The term TMJ refers to a variety of conditions that affect the TMJ, the hinge that connects the jaw and the muscles one uses to chew. While usually temporary and recurring, these conditions can be painful. Dr. Brett Warn has treatments available that may give you relief from TMJ symptoms.
What does TMJ stand for?
TMJ literally refers to the temporomandibular joints (TMJs), which are the hinges that connect your lower jaw to your skull. The numerous disorders associated with the TMJ muscles are often referred to “TMJ” or as “TMD” (TMJ Disorders). TMD is not just one condition, but a group of painful disorders that affect the TMJ and the muscles one uses to chew.

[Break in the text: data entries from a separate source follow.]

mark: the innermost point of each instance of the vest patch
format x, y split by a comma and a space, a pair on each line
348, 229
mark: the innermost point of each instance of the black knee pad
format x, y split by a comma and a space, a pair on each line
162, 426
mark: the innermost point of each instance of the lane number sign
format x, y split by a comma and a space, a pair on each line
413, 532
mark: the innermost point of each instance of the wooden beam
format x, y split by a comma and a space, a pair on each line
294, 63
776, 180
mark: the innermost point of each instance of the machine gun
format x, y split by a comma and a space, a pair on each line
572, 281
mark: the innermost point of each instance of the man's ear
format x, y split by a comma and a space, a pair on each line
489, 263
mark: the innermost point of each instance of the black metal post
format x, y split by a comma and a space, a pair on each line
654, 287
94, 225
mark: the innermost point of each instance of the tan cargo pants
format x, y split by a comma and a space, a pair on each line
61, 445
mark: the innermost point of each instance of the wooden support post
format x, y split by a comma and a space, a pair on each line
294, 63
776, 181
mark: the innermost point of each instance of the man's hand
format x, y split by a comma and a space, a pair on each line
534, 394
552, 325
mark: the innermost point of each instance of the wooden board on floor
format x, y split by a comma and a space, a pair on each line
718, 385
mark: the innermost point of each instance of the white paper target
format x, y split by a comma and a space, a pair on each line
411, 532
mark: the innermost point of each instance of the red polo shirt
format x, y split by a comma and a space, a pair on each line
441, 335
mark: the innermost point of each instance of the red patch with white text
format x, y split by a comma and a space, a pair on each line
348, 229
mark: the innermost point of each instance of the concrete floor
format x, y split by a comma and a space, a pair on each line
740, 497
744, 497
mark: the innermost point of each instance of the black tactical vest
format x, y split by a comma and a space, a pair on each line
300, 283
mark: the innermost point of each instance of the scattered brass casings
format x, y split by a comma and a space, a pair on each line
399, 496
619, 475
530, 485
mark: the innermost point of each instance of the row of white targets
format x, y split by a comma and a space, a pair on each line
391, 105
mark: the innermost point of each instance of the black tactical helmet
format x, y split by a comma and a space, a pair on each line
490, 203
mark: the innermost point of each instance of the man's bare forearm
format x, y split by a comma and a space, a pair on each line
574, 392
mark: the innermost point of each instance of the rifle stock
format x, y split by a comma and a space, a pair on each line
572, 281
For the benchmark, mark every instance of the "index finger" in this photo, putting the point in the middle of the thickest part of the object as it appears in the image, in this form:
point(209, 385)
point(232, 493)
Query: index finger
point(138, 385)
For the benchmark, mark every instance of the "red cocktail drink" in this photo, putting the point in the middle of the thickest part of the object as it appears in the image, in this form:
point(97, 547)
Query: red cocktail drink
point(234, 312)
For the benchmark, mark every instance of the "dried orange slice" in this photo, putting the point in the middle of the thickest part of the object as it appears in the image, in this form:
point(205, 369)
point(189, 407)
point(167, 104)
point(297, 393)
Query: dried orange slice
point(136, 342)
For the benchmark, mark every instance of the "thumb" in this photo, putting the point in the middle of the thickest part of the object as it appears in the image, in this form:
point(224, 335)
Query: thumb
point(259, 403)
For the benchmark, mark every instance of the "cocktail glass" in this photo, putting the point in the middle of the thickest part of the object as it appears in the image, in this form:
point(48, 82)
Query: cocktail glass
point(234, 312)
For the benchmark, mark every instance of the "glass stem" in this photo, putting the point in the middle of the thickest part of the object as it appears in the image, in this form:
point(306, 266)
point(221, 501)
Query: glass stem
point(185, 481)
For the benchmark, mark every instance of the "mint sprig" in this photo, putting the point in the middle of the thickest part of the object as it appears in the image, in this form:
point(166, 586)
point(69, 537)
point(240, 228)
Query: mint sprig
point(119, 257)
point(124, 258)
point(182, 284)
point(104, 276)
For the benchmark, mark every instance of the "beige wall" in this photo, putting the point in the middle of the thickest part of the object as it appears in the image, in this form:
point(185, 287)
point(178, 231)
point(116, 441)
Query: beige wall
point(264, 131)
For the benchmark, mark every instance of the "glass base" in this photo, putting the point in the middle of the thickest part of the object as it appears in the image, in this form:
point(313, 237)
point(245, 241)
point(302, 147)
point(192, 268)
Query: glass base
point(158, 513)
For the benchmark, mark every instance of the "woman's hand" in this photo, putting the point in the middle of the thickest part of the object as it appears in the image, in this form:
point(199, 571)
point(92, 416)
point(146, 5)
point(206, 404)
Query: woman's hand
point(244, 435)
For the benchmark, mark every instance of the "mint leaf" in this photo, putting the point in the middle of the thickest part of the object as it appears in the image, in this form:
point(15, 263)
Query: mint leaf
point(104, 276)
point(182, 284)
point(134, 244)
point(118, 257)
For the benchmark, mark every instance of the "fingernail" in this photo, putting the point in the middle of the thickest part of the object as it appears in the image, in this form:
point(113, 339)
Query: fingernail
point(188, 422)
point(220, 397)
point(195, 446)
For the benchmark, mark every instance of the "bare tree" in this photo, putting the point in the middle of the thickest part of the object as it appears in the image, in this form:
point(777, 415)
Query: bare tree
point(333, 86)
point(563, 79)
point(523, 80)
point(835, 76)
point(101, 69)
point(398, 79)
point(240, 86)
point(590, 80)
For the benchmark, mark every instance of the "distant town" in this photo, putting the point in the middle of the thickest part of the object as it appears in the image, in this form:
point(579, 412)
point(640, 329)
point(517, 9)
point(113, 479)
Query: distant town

What is TMD or TMJ Disorder?
TMD is not just one condition, but a group of painful disorders that affect the TMJs and the muscles one uses to chew. It affects more women than men, and is usually temporary or occasional, but a small percentage of sufferers have serious chronic problems.
Do I have a TMJ Disorder?
The following are symptoms of TMJ Disorders. Not everyone experiences all of these problems. If you experience some of them, speak to Dr. Warn and have him perform a thorough examination.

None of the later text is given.